Roanoke Times Copyright (c) 1995, Landmark Communications, Inc. DATE: FRIDAY, August 5, 1994 TAG: 9408050078 SECTION: BUSINESS PAGE: A5 EDITION: METRO SOURCE: MAG POFF STAFF WRITER DATELINE: LENGTH: Medium
J. Bradley Shaw, manager of public relations for PepsiCo.'s Pepsi-Cola International division at Somers, N.Y., described the costs of the June 1993 incident. Shaw was in Roanoke on Thursday speaking to the Blue Ridge chapter of the Public Relations Society of America at the Jefferson Club.
He said the costs of the crisis included a temporary drop in sales, special contacts with the company's customers, production of a video showing the bottling process and complete devotion of the company's entire work force to the problem for five days.
Five company representatives, including Shaw, gave 2,000 interviews over five days. The company's chief executive officer, attempting to be "open and confident," appeared on five network talk shows in a single day, Shaw said.
"We probably came out of it stronger as a company," Shaw said. And in what was probably "something of a sympathy backlash," sales bounced back the following month to the best July on record for the century-old company.
He said a lot of customers "think we were victimized."
The incident, a lesson in crisis management, arose when a Tacoma, Wash., couple alleged that they found a hypodermic needle in a can of soft drink.
Shaw said they went directly to a lawyer, who, in turn, called a television station. Thus, the media storm broke without any prior notice to PepsiCo.
The media reports, he said, triggered more than 50 copy-cat claims from around the world. None ever was proven to be true, he said.
The Tacoma couple lived with a diabetic man who used similar needles, Shaw said.
They were seeking a monetary award, he said. But even more, he added, they were "driven by fame," discovering they could make a claim and be on the evening television news. "It's a pretty enticing thing for people," he said.
Shaw called the resulting crisis "a battle of perception vs. reality."

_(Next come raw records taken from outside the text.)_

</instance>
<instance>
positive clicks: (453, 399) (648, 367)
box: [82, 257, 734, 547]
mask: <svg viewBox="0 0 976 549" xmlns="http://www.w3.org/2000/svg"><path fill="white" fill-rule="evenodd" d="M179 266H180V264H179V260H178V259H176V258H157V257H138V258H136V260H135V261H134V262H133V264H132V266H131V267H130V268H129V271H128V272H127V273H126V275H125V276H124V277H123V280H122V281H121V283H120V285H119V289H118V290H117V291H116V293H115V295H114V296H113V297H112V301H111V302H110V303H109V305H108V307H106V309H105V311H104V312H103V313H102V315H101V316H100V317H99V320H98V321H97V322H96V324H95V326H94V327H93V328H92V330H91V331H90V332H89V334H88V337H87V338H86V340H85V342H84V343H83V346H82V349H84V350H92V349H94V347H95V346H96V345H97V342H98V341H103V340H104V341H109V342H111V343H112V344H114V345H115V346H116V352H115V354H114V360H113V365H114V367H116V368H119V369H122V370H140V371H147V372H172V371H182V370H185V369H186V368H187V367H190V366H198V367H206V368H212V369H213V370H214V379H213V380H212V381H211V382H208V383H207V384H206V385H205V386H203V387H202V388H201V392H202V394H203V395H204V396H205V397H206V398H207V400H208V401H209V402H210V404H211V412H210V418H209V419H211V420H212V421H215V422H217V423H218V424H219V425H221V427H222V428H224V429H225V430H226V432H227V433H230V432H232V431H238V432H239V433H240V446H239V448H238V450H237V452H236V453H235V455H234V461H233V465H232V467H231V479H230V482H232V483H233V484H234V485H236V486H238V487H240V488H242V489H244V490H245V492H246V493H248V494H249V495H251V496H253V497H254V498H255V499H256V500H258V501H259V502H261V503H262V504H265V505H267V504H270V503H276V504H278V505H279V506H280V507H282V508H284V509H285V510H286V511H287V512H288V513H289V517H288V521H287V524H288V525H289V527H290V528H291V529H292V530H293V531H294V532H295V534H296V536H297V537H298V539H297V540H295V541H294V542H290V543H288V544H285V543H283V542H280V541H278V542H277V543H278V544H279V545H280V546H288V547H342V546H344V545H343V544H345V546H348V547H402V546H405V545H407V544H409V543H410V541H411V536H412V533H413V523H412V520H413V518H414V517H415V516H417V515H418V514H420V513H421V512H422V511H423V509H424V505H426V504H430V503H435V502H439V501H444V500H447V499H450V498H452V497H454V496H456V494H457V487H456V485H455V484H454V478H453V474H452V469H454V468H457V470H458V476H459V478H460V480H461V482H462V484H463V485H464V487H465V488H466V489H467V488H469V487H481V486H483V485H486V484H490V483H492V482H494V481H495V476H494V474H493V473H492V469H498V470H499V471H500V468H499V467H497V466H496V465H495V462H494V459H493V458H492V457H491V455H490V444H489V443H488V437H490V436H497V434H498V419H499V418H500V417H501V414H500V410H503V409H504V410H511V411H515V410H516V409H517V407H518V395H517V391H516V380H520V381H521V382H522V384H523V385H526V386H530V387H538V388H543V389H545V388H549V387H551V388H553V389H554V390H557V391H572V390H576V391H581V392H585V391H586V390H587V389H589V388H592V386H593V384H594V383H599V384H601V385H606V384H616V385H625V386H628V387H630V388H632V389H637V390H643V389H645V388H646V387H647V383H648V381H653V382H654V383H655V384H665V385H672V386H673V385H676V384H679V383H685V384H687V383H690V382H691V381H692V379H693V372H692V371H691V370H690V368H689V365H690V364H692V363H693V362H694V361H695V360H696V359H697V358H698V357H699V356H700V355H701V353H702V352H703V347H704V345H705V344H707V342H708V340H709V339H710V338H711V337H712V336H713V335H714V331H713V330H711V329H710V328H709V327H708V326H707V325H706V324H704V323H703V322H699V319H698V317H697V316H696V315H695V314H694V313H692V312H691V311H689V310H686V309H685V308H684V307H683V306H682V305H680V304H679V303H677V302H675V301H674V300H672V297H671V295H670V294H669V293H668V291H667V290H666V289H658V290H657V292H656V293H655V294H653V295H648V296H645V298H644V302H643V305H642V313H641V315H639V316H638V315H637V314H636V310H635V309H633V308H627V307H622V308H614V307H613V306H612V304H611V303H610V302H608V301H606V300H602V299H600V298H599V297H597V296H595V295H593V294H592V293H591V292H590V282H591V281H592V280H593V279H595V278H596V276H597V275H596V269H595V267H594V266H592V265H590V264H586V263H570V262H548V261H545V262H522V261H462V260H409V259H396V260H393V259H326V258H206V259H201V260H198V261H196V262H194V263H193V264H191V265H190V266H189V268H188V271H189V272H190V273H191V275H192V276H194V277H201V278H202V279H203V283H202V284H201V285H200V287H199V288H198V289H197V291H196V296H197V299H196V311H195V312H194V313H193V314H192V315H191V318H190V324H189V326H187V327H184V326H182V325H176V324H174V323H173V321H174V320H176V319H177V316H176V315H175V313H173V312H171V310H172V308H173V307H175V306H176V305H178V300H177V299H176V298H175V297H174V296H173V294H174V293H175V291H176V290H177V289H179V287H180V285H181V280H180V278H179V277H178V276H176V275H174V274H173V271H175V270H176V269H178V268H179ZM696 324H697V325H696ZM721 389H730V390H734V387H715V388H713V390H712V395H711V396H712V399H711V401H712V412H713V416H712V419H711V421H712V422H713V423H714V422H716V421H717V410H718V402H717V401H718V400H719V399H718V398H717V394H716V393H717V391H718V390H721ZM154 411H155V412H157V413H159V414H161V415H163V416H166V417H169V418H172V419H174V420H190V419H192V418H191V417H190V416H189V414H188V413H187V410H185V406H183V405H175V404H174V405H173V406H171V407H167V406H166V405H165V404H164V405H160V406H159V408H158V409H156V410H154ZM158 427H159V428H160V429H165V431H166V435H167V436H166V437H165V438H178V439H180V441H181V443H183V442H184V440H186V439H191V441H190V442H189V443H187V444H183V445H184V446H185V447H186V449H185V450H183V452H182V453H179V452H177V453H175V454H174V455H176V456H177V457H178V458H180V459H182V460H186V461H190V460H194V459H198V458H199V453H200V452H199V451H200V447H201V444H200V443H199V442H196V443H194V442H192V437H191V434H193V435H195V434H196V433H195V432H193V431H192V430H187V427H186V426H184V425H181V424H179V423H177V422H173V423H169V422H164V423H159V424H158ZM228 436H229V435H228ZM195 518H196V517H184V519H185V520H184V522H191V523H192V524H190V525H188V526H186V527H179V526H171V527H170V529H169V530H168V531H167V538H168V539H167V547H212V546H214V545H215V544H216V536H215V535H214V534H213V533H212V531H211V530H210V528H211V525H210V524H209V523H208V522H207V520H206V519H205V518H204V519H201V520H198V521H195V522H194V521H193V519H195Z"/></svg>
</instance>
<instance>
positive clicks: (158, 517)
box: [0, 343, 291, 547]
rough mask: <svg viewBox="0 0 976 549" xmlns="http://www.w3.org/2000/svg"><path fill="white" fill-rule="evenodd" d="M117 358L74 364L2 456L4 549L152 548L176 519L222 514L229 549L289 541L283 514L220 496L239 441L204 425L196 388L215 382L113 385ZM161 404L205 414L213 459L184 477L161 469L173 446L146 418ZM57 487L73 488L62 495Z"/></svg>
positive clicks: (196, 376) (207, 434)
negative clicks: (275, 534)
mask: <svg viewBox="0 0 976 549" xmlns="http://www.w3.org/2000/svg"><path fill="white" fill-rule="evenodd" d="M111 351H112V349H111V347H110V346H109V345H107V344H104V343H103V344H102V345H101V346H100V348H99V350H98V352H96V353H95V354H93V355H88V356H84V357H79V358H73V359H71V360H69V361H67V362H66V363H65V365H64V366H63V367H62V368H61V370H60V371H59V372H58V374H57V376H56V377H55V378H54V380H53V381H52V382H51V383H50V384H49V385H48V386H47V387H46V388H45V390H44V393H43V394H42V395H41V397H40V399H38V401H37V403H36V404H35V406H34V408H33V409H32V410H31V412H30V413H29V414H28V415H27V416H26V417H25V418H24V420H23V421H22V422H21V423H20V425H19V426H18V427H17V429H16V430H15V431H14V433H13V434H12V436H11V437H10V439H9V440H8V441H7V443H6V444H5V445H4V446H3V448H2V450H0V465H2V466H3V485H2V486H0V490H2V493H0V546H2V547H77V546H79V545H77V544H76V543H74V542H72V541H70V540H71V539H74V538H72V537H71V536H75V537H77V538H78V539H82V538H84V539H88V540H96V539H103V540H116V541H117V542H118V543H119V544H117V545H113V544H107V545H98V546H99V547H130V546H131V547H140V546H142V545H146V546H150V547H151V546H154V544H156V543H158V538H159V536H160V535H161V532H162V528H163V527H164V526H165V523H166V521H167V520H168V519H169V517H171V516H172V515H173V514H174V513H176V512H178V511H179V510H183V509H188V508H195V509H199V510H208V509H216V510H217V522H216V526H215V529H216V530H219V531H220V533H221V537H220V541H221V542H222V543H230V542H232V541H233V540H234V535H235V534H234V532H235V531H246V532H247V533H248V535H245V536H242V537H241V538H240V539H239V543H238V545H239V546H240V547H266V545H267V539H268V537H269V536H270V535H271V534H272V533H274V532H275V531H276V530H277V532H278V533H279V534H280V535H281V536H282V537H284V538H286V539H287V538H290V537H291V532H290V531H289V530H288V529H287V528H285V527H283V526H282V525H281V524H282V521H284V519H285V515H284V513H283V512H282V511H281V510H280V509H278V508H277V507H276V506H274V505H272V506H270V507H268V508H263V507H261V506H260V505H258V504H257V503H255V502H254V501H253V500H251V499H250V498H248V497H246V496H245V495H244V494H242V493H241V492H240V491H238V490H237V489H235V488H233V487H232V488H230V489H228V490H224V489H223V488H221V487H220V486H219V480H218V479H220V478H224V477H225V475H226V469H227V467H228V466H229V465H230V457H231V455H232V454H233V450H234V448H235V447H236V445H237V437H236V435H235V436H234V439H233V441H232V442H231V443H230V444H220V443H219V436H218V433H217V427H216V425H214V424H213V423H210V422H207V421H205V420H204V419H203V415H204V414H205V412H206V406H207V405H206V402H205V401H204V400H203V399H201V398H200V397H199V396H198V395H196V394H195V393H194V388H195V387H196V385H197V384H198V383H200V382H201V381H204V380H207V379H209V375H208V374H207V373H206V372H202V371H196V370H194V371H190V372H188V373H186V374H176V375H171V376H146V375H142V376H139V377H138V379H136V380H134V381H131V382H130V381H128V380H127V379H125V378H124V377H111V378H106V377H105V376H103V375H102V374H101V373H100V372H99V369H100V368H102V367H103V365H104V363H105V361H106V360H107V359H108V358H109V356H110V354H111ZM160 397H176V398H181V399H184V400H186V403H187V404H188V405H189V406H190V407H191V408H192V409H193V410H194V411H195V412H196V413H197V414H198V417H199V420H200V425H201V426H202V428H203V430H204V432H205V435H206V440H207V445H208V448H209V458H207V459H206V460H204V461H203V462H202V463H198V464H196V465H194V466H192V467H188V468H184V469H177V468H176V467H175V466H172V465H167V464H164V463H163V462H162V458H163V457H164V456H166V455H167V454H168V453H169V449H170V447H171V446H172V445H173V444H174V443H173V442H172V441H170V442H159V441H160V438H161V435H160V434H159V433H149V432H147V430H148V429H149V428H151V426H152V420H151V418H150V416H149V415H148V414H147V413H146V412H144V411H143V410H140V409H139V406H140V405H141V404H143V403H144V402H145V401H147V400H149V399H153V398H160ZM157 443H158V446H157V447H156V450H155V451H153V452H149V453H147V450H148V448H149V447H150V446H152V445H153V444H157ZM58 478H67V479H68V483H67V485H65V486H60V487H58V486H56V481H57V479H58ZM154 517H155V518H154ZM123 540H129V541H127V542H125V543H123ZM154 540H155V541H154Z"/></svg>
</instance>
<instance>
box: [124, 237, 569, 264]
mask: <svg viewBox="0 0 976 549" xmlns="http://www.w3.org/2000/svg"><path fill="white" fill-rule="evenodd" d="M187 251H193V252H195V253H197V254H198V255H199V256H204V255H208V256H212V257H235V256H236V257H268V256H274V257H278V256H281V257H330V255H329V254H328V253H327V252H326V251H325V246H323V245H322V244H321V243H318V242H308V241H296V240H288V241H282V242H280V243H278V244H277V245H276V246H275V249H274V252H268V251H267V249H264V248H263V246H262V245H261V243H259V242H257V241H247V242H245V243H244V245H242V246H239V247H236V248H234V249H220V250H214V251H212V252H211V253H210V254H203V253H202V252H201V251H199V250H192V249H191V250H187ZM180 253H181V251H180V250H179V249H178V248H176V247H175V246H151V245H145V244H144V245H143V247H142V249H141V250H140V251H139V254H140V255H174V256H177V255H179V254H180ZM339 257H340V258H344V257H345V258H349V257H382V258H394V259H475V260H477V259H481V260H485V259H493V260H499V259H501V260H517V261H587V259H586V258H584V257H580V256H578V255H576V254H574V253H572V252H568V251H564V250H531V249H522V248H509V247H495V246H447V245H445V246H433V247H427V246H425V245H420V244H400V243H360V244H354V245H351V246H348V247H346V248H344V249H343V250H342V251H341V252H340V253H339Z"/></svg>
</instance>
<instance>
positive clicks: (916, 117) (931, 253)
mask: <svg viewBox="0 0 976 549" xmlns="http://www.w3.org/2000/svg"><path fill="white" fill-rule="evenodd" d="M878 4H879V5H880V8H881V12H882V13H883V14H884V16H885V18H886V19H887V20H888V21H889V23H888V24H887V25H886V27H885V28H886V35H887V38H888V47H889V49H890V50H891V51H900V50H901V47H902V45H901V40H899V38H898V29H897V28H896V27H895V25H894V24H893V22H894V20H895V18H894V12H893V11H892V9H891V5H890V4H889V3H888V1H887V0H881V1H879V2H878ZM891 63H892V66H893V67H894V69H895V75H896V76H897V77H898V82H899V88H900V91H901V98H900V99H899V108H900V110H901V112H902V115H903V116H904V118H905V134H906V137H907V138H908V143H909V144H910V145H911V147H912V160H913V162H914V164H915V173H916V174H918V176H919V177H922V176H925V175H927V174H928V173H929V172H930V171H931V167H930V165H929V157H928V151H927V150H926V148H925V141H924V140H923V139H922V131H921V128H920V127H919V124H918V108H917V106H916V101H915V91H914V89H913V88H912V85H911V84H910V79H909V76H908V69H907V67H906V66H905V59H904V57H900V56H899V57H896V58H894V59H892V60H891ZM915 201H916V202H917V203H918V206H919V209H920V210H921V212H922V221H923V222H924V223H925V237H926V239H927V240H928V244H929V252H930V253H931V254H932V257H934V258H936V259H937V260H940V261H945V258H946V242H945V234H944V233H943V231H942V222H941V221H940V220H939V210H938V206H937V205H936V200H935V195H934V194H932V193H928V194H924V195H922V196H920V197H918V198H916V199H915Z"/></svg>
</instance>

At the same time, a reporter in the Philippines reported an incident that had occurred there a year earlier, in May 1992. In that instance, a lottery promotion that was supposed to net one winner of $2 million turned into a fiasco producing 800,000 winners.
The company ultimately paid claimants $20 each - a large amount of money in the Philippines, Shaw said - costing $10 million.
The delayed reporting of that incident resulted from "the feeding frenzy around Pepsi" because of the syringe allegations, Shaw said.
PepsiCo. overcame the problem, he said, by acting with responsibility and by dealing honestly with the media. "In any crisis, you have to consider them to be an ally" in getting out the truth, Shaw said.
Shaw, a 1988 graduate of Washington and Lee University, said any media representative who called PepsiCo. talked to one of its five spokespersons. Like others on the team, Shaw gave 80 interviews a day during each of those five days.
The company, he said, "looked at the situation through the public's eyes" as it provided the information the media requested. Shaw said the public listened and then "the general person on the street thought [the needle incident] couldn't happen."
In all its dealings, he said, the company used "a tone of openness," informing all who called about details of the bottling process designed to prevent any contamination.
After calm returned, he said, The Wall Street Journal quoted some public relations consultants who claimed PepsiCo. didn't handle its crisis as well as Tylenol did during an incident of product tampering.
"No one died and no one was hurt," Shaw said of Pepsi's situation. "It was a completely different scenario."
There is no formula for handling a fast-breaking public relations crisis, he said. Each case must be dealt with on its own.